Autonomic physiology underlies the understanding of how the body controls blood pressure, heart rate, airway calibre, gastrointestinal motility, and many drug actions, and it provides the conceptual background for autonomic disorders studied elsewhere. This entry describes normal physiological organization and is not a basis for individual diagnosis or treatment decisions.

Evidence & guidelines

The material here reflects long-established physiological description consolidated in standard neuroscience and physiology textbooks (Kandel et al., 2021; Boron & Boulpaep, 2017) and in review literature on central autonomic organization and autonomic interactions with other systems (Saper, 2002; Bellinger & Lorton, 2014).

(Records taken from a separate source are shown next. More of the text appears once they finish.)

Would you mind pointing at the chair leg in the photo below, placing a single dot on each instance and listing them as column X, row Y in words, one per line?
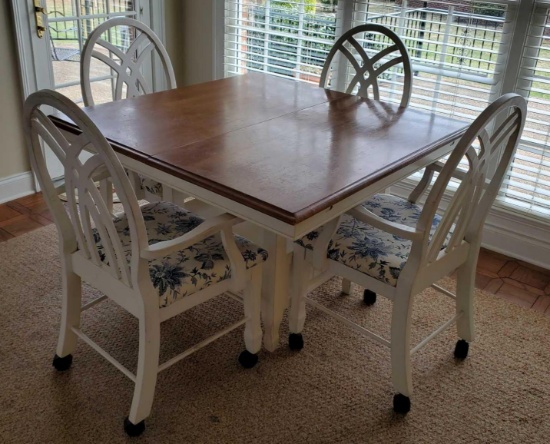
column 70, row 317
column 465, row 285
column 301, row 274
column 346, row 286
column 253, row 327
column 147, row 370
column 400, row 351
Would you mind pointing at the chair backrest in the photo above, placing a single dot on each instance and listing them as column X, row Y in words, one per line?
column 497, row 131
column 87, row 215
column 373, row 55
column 127, row 65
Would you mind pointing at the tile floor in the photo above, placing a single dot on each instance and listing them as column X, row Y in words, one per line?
column 517, row 281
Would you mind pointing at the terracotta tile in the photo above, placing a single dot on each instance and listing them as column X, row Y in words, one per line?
column 4, row 235
column 7, row 213
column 490, row 261
column 494, row 285
column 20, row 225
column 517, row 295
column 485, row 272
column 30, row 200
column 542, row 304
column 531, row 277
column 523, row 286
column 508, row 269
column 534, row 267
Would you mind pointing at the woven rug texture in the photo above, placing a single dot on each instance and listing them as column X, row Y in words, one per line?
column 336, row 390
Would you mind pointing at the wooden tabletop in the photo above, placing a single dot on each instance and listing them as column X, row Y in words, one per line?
column 285, row 148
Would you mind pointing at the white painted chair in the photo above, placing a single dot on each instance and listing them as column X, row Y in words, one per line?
column 376, row 60
column 398, row 248
column 126, row 66
column 155, row 260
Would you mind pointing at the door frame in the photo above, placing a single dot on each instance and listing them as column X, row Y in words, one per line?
column 33, row 50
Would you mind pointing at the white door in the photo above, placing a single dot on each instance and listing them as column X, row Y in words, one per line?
column 52, row 33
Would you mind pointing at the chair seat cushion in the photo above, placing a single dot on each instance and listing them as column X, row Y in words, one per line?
column 151, row 186
column 370, row 250
column 192, row 269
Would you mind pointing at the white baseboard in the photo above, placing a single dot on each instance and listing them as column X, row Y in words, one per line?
column 508, row 233
column 17, row 186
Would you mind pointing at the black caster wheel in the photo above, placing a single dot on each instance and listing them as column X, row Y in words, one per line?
column 62, row 364
column 461, row 349
column 369, row 297
column 295, row 341
column 247, row 359
column 401, row 404
column 134, row 429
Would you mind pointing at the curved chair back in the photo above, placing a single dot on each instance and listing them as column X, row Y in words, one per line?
column 88, row 212
column 127, row 65
column 497, row 130
column 377, row 60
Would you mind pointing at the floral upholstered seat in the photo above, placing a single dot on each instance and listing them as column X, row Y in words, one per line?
column 370, row 250
column 187, row 271
column 151, row 186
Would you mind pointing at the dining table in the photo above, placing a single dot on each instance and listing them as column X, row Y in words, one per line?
column 285, row 156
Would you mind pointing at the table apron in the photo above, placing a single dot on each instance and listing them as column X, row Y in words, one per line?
column 289, row 231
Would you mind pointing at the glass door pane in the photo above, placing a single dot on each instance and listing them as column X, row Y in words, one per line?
column 69, row 24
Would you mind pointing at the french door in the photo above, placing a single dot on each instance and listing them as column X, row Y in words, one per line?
column 51, row 35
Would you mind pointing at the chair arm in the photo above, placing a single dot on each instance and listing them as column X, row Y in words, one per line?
column 368, row 217
column 426, row 179
column 204, row 230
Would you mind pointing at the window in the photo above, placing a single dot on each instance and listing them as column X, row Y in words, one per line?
column 464, row 53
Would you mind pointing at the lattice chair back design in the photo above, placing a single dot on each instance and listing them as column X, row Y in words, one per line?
column 125, row 65
column 397, row 248
column 367, row 58
column 155, row 260
column 127, row 68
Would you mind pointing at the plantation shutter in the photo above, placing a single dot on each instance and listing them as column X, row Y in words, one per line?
column 464, row 55
column 284, row 38
column 527, row 187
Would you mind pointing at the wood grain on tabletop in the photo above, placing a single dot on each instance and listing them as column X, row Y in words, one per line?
column 285, row 148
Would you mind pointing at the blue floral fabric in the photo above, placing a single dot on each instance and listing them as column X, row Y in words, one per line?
column 187, row 271
column 370, row 250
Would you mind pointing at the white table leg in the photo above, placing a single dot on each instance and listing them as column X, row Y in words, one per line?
column 274, row 287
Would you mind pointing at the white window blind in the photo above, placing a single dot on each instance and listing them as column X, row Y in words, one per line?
column 285, row 38
column 528, row 185
column 464, row 54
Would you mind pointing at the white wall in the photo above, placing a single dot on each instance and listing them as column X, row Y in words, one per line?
column 198, row 46
column 15, row 177
column 13, row 158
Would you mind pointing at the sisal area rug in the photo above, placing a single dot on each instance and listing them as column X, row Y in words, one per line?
column 336, row 390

As reference physiology it is not the subject of clinical practice guidelines.

History

The term and the modern framework of the autonomic nervous system were established by John Newport Langley in the early twentieth century, who described its preganglionic and postganglionic organization and distinguished sympathetic, parasympathetic, and enteric components (Langley, 1921). Walter Cannon later articulated the concept of homeostasis and the role of the sympathetic system in mobilizing the body for emergency responses. Subsequent work mapped the central autonomic network and the chemical coding of autonomic transmission (Saper, 2002).

Key figures

  • John Newport Langley
  • Walter B. Cannon
  • Clifford B. Saper

Related topics

Seminal works

  • langley-1921
  • saper-2002

Frequently asked questions

What is the difference between the somatic and autonomic nervous systems?
The somatic nervous system controls skeletal muscle through a single motor neuron under voluntary control, whereas the autonomic nervous system controls smooth muscle, cardiac muscle, and glands through a two-neuron efferent chain that operates largely involuntarily.
Are the sympathetic and parasympathetic divisions always opposite?
They often act reciprocally on the same organ, but not always: in some tissues they have complementary or independent effects, and many organs receive predominantly one division, so the relationship is organ-specific rather than uniformly antagonistic.